Skip to main content

To get taxa information of sequences from BOLD system

Project description

bold_identification

1 Introduction

see https://github.com/linzhi2013/bold_identification.

This is a package which can get the taxonomy information of sequences from BOLD http://www.boldsystems.org/index.php.

To get the taxonomy information of a sequence from BOLD, what we usually do is: (1) open the website http://www.boldsystems.org/index.php/IDS_OpenIdEngine with a browser; (2) Choose a database; (3) input the sequence (4) click submit and wait for the result. (5) Copy the taxonomy information from the result page.

bold_identification actually does the same things as above, but it does such a thing automatically for you, and makes life easier.

Currently, bold_identification only runs on Mac OS, Windows 64bit, Linux.

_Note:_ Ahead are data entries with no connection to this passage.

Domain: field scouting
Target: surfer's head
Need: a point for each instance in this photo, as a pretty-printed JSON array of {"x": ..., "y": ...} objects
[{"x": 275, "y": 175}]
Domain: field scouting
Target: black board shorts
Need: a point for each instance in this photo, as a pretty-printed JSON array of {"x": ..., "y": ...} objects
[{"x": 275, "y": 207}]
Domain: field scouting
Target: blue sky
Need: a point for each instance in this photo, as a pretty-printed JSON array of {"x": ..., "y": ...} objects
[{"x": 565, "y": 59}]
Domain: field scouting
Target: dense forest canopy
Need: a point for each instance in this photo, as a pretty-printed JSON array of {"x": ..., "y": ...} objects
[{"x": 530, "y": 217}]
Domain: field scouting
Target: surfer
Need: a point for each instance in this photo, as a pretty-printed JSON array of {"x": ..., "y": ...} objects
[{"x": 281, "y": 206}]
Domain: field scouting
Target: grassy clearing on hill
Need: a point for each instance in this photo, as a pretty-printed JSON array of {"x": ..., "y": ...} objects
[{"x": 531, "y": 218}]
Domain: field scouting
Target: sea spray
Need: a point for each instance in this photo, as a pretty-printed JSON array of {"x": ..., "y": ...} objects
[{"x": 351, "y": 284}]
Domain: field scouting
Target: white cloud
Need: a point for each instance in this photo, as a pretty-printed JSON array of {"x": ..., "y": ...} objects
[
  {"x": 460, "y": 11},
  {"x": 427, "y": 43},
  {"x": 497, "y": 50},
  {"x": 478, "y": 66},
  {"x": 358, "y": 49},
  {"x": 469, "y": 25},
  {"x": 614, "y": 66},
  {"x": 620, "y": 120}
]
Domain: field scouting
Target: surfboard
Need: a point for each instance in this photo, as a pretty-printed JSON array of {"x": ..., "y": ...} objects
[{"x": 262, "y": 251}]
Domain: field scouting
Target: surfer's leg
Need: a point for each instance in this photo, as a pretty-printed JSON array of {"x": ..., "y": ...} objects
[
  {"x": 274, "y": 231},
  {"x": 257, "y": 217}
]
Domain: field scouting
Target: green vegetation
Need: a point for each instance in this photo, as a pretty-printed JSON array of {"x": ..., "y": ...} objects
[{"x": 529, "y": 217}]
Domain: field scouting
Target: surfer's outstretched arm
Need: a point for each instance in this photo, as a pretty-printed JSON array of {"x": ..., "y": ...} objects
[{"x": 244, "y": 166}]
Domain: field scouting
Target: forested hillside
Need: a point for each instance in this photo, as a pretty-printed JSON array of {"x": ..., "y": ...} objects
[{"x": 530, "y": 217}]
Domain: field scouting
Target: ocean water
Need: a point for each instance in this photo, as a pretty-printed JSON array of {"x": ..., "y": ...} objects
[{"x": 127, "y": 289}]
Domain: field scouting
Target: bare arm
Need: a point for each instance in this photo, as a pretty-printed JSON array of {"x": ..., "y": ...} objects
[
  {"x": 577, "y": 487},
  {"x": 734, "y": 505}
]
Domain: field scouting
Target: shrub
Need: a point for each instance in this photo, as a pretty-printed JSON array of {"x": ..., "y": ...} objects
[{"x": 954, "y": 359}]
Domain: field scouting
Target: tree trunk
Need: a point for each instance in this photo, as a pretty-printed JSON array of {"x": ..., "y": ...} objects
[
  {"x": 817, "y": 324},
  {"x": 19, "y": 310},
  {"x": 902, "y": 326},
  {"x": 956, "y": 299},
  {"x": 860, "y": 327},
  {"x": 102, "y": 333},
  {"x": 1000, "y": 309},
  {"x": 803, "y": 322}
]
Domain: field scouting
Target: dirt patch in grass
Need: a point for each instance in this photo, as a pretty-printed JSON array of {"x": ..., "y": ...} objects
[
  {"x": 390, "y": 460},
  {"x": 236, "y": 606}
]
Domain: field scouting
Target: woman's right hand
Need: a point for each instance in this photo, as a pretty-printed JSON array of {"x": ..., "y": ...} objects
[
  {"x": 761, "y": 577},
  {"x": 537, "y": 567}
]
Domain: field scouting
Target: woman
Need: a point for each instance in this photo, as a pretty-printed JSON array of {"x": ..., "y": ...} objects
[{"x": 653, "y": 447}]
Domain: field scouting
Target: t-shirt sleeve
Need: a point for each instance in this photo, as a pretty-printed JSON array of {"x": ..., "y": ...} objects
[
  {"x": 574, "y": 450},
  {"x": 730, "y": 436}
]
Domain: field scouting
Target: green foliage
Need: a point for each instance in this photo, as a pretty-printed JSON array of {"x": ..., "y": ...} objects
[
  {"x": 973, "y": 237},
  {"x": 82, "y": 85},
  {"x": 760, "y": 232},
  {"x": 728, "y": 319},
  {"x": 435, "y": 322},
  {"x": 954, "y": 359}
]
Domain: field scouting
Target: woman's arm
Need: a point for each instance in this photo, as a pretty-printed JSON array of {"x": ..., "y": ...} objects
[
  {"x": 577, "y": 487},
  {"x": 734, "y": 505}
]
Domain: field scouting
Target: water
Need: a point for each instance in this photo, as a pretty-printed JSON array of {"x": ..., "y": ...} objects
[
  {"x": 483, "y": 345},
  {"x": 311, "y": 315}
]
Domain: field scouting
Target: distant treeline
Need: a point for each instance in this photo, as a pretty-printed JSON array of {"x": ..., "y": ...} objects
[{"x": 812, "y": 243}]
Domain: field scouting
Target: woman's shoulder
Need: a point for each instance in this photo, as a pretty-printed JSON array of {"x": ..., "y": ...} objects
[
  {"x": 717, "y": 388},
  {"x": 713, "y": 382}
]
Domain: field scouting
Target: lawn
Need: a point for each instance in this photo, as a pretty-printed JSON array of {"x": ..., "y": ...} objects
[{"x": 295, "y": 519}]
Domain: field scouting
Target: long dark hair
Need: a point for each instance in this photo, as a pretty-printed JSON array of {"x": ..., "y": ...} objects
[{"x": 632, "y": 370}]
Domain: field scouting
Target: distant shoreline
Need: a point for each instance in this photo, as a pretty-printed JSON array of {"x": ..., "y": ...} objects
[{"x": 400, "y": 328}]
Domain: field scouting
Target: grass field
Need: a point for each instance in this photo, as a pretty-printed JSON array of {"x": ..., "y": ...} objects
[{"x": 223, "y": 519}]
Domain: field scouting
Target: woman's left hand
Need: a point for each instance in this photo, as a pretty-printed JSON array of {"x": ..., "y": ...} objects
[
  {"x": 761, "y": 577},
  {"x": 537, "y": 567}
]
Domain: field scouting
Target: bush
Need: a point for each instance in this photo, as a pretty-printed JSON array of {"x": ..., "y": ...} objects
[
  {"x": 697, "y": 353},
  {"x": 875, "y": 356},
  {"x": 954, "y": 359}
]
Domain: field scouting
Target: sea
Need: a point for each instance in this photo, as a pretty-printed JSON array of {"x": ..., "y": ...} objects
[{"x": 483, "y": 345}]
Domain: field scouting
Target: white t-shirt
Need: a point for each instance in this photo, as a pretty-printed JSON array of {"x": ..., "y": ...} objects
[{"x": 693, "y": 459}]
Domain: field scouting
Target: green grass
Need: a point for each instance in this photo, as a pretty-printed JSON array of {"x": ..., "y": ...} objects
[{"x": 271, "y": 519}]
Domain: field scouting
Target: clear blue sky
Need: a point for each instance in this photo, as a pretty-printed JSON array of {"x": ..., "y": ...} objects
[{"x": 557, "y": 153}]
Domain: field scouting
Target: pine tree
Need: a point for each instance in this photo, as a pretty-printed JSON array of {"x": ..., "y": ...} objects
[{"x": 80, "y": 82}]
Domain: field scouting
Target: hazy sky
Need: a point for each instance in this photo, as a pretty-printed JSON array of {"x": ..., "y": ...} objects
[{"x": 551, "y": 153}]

But be ware, only the Chrome browser works on Windows, while FireFox doesn't.

2 Installation

pip3 install bold_identification

There will be a command bold_identification created under the same directory as your pip3 command.

3 Usage

run bold_identification

usage: bold_identification [-h] -i <str> -o <str>
                                         [-d {COX1,COX1_SPECIES,COX1_SPECIES_PUBLIC,COX1_L640bp,ITS,Plant}]
                                         [-n <int>] [-b {Firefox,Chrome}]
                                         [-t <int>] [-r <int>]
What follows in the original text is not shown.